Usei o Android SDK Manager para ativar vários emuladores de dispositivos móveis executando o Android. Isso significa que não preciso rastrear dispositivos físicos do Android para meus testes. Emuladores para BlackBerry também estão disponíveis. A distribuição também possui ferramentas de desenvolvimento para várias plataformas móveis, incluindo Apple Xcode IDE, BlackBerry JDE, BlackBerry Tablet OS SDK, BlackBerry WebWorks, DroidBox, Eclipse IDE e Windows Phone SDK, para citar alguns. Para análise de malware móvel, eu também tive acesso a bancos de dados contendo informações sobre diferentes tipos de malware.
Para análise forense móvel, havia ferramentas como o AFLogical Open Source Edition, o Android Encryption Brute Force, o BlackBerry Desktop Manager, o iPhone Backup Analyzer e o SQLiteSpy. Com essas ferramentas, eu poderia recuperar dados armazenados nos dispositivos, auditar o software e analisar imagens de disco.
O Santoku também possui ferramentas de segurança mais amplas, incluindo utilitários para analisadores sem fio, engenharia reversa e testes de penetração. Juntamente com o nmap, BurpSuite e Metasploit, posso usar o console w3af, Ettercap, SQLmap, SSLstrip e outras ferramentas de teste de penetração. Estão incluídas ferramentas de engenharia reversa, como a APK Tool e o Java Decompiler, assim como a útil ferramenta Flawfinder. Eu uso muito o Wireshark e o Kismet para testes de rede e fiquei satisfeito ao ver o ChaosReader, que permite visualizar o tráfego móvel no nível de pacotes.

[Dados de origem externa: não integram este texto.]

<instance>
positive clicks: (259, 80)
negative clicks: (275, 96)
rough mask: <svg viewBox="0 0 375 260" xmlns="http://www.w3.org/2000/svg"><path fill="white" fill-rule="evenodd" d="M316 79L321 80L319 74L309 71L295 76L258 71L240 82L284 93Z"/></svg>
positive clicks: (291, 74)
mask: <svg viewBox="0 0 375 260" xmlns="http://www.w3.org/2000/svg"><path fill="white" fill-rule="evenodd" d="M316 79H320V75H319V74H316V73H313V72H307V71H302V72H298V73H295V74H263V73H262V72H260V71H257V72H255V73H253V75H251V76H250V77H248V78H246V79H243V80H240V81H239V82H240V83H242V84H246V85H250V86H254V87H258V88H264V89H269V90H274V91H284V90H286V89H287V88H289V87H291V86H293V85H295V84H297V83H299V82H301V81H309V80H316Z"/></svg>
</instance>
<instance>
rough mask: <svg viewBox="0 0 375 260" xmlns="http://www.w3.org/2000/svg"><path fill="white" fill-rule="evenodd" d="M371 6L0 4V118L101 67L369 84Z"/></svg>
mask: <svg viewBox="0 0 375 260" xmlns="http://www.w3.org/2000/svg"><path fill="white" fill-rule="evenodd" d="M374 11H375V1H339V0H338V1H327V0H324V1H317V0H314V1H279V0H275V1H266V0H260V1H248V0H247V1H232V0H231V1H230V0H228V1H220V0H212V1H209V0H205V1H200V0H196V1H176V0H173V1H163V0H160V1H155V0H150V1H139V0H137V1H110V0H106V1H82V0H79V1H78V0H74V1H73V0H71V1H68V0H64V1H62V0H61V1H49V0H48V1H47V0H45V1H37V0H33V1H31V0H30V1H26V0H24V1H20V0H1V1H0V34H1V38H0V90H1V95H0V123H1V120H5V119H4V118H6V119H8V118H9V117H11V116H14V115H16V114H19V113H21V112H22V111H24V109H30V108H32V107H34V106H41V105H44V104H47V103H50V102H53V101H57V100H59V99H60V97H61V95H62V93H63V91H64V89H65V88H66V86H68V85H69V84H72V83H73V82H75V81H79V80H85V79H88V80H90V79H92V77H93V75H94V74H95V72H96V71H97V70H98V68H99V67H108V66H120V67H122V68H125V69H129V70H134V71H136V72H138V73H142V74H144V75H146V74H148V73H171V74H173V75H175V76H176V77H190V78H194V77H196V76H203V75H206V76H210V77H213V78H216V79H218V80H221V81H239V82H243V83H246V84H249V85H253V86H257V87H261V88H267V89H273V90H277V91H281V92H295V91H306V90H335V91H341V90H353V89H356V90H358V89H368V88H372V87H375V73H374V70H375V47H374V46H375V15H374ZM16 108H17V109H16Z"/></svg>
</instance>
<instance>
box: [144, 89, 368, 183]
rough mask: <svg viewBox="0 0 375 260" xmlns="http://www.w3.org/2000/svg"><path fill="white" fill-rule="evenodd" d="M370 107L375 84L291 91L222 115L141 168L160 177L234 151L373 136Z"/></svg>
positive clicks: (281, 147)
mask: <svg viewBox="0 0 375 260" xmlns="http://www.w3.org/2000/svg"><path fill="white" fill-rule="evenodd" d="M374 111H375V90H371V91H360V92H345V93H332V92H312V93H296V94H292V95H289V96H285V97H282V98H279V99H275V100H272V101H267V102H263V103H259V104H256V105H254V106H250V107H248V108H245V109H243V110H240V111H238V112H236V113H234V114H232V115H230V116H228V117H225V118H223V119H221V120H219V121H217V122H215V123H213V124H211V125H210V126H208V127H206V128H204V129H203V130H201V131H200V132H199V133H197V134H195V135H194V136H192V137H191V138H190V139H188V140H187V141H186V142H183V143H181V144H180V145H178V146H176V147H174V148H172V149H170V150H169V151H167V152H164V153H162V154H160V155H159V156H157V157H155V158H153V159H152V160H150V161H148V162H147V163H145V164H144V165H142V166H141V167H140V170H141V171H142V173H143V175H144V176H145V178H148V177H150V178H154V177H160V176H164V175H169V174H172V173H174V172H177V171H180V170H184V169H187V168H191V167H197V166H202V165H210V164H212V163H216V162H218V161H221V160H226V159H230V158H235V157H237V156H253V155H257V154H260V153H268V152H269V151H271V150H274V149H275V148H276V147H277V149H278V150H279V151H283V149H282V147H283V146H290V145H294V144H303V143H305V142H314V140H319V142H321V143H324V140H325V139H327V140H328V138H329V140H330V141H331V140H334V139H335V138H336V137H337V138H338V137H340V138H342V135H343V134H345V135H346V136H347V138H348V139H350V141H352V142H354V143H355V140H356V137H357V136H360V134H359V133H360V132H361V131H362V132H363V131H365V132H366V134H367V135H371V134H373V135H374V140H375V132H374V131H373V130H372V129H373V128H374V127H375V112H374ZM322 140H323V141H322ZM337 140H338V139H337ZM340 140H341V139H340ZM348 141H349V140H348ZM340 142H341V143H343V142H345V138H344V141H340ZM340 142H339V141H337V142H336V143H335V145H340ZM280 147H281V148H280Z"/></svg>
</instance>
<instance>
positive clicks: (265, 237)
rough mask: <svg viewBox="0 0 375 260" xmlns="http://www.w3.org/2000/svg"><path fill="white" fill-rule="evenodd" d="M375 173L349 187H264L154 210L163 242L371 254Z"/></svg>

Eu não conhecia o Aircrack-Ng, uma ferramenta que permite quebrar as chaves 802.11 WEP e WPA-PSK, até que eu o vi instalado por padrão no Santoku. O fato de tantas ferramentas serem incluídas no Santoku significa que você pode aprender sobre algumas das melhores ferramentas disponíveis - especialmente as versões de código aberto do software comercial. Também achei os scripts particularmente úteis, uma vez que alguém já havia investido tempo e esforço para automatizar tarefas realizadas com freqüência, como descriptografar binários e detectar problemas comuns em aplicativos móveis.
Uma distribuição de segurança móvel
Descrevi algumas de minhas tentativas de análise forense móvel na Security Watch.
Com o Santoku Linux, os usuários podem acessar algumas ferramentas gratuitas e de código aberto, bem como algumas ferramentas comerciais para adquirir e analisar dados forenses, examinar malware móvel, detectar aplicativos maliciosos e auditar aplicativos existentes. O Santoku Linux ainda está nos estágios iniciais, à medida que os líderes do projeto adicionam novos pacotes de aplicativos e melhoram a distribuição.
Se você está interessado em segurança móvel - se você é um estudante, profissional de segurança que trabalha regularmente com segurança móvel ou está apenas interessado em aprender um pouco sobre essa área - o Santoku Linux vale uma primeira, segunda e até uma terceira olhada. Navegue pelos fóruns, experimente os tutoriais de instruções e experimente algumas dessas ferramentas. Conhecimento é poder, e Santoku definitivamente facilita a expansão de suas habilidades.